1
INTERNATIONAL AIRPORT CHARLES DE GAULLE AUSSERHALB VON PARIS – LETZTE WINTERSONNENWENDE
Achtzehn Monate nach dem Tod ihres Mannes kehrte Lia Carrer ins Languedoc zurück, wie ein Schatten auf der Suche nach Licht.
Vom gläsernen Innenhof des Terminals sah die graue Wolkendecke über Paris anders aus als der Himmel über Seattle, wo sie hergekommen war. Aber die Stadt der Lichter war nicht ihr Endziel. Der Hochgeschwindigkeitszug TGV fuhr direkt von Charles de Gaulle und brachte sie in weniger als fünf Stunden nach Narbonne im Süden.
Im TGV sank Lia auf ihren Fensterplatz.
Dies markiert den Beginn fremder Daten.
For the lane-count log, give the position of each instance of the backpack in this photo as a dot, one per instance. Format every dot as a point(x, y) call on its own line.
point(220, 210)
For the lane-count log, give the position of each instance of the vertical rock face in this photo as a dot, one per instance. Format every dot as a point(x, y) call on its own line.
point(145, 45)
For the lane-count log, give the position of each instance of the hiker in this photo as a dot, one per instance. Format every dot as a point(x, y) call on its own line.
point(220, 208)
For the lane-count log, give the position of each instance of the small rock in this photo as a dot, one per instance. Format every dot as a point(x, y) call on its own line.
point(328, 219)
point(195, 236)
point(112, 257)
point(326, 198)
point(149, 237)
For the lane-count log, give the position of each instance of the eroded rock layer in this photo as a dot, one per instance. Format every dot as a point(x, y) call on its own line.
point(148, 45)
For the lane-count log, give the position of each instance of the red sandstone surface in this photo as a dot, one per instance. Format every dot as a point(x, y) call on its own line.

In ihrem Kopf hallten noch Flugzeugmotoren und Lautsprecher, aber die Geräusche der Zugfahrt – die Türen, die sich mit pneumatischem Zischen öffneten und schlossen, der Luftdruck beim Vorbeifahren entgegenkommender Züge – waren sichere Anzeichen dafür, dass ihre Reise bald vorüber war. Sie befand sich wieder auf festem Boden. Schläfrig blickte Lia aus dem Fenster auf die vorbeiziehende Landschaft.
Als die winterbraunen Täler langsam den Felsen und Abhängen des Zentralmassivs wichen, stieg Vorfreude in ihr auf. Auf der anderen Seite dieses riesigen Gebiets voller erloschener Vulkane und Felsplateaus lag die Provence und die wilde, einsame Schönheit ihres geliebten Languedoc. Sie dachte an die Sommerhitze in den Tälern der Pyrenäen und an die wilden Winterstürme entlang der Mittelmeerküste.
Es war der 21. Dezember, die letzte der dunkelsten Nächte. Lia hatte zwar nicht absichtlich diesen Tag gewählt, um in Frankreich einzutreffen, aber jetzt kam er ihr vor wie ein gutes Omen. Sie hatte die Wintersonnenwende, wenn die Erde ihr blasses Gesicht der Sonne zuwandte, immer als Zeit der Wiedergeburt empfunden. Vielleicht war diese Reise ihre Wiedergeburt. Zumindest ging es vorwärts.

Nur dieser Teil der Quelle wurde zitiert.